03-05-2006, 08:52 PM #64Originally Posted by cooler
In a real fight, however, you need power to go along with that. They can't hurt you if they can't touch you, and the basic sense of MA is to defend yourself. But if someone's in danger, you need to be able to put someone out quickly. Then again, you can't achieve anything if you lack speed.
I've learned much from the works of BL and many other sources over the years, along with personal experience in the MA. Though many other elements have taken much more importance, speed is still the penultimate skill to have in MA.
But back to BL... He didn't really "revolutionize many of the old kung fu styles into one practical system". He practically shunned Kung Fu, deeming it impractical, and only kept some basic principles from the Wing Chun form. He learned from other MA, but he ultimately created his own Way.

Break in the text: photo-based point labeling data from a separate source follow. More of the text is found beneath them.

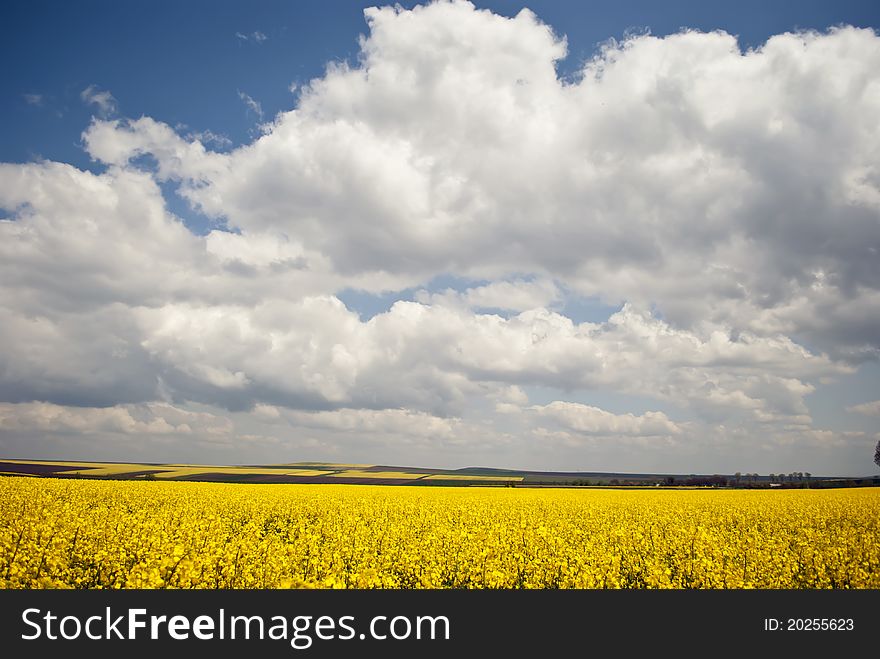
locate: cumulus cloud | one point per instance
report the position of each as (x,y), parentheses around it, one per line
(594,421)
(725,202)
(256,36)
(252,105)
(102,100)
(149,419)
(869,409)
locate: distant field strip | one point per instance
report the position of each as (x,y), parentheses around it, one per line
(83,533)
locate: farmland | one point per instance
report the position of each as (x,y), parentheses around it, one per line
(84,533)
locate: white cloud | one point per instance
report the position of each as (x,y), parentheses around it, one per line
(594,421)
(256,36)
(516,295)
(869,409)
(148,419)
(103,100)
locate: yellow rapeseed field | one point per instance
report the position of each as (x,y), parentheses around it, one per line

And Cooler... It's never too late to learn and practice MA. You see old geezers starting out in Tang Soo Do for health development and longer living, and it's as good an age and reason as anything else.
I practice MA for the competition, the practical uses, and because I love it. Just don't start doing Muay Thai if you have kneecap problems and such...
03-05-2006, 09:14 PM #65Originally Posted by LeoTheBearMan
Keep your mind set the way it is.....at 15 you sound like you already understand discipline, respect, focus and self control. Many people never learn this in their entire life.
You remind me as a kid a MA, I listened to my sensei with absolute focus and attention.........Your sensei knows which students will go far.
If your friends cannot focus for five minutes on simple things like listening to their coach..............they have already lost focus on what they are there for!
You have a good attitute.........you will go far!
03-05-2006, 09:28 PM #66
Cooler You have the CHI flow and bone structure of a true kung fu master!
S/chows Kungfu hustle......lol I love that film so funny.
03-05-2006, 09:45 PM #67Originally Posted by LongReach
quiz: What supercede mental skill (which i had not talk about at all before)
hint: many have said it before but in generic term.
03-05-2006, 09:48 PM #68Originally Posted by LongReach
lol, thank u. Do u have that buddist palm manual to sell to me
and don't u over charge me
Last edited by cooler; 03-05-2006 at 10:03 PM.